Bacon might be remembered by some as the father of Kevin Bacon, but he also fathered the modern city of Philadelphia. Much like you can pick apart the success and failings of your own father, you can look at Bacon's work and either cheer or say, "meh." He was not perfect; some of his decisions strangled neighborhoods. But that doesn't change the fact that his imagination and vision are imprinted on our city's DNA.

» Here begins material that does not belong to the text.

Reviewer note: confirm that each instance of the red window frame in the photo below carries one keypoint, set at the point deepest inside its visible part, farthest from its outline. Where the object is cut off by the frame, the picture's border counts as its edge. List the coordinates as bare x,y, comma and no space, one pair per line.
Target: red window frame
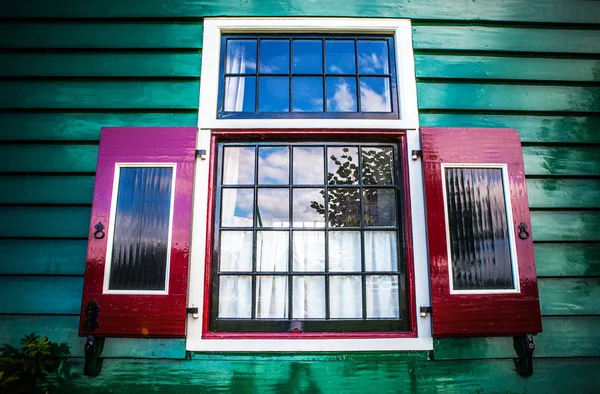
397,136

Bacon approached city planning in a biological fashion. "I simply looked inward," Bacon told WHYY in a televised interview, "and I got all of my direction from the magnificent functioning of the organs of my own body." This human approach was an antidote to the grinding desperation of the industrial city: ordered blocks of factories and mills and railroad tracks, where city residents were the cogs in the machine, rather than the masters of it.

One of Bacon's favorite expressions of this human spirit was the fountain at Love Park. "If there is one tiny thing that I would like preserved in my memory," Bacon told the WHYY interviewer, "it would be that little thing that I conceived at Cornell University in 1932, and that [some] set out to destroy. And I would like it to be there forever in memory of my work."

We should honor his request. But no matter what happens to Love Park in the future, Ed Bacon need not worry. This city will always bear the face of its father.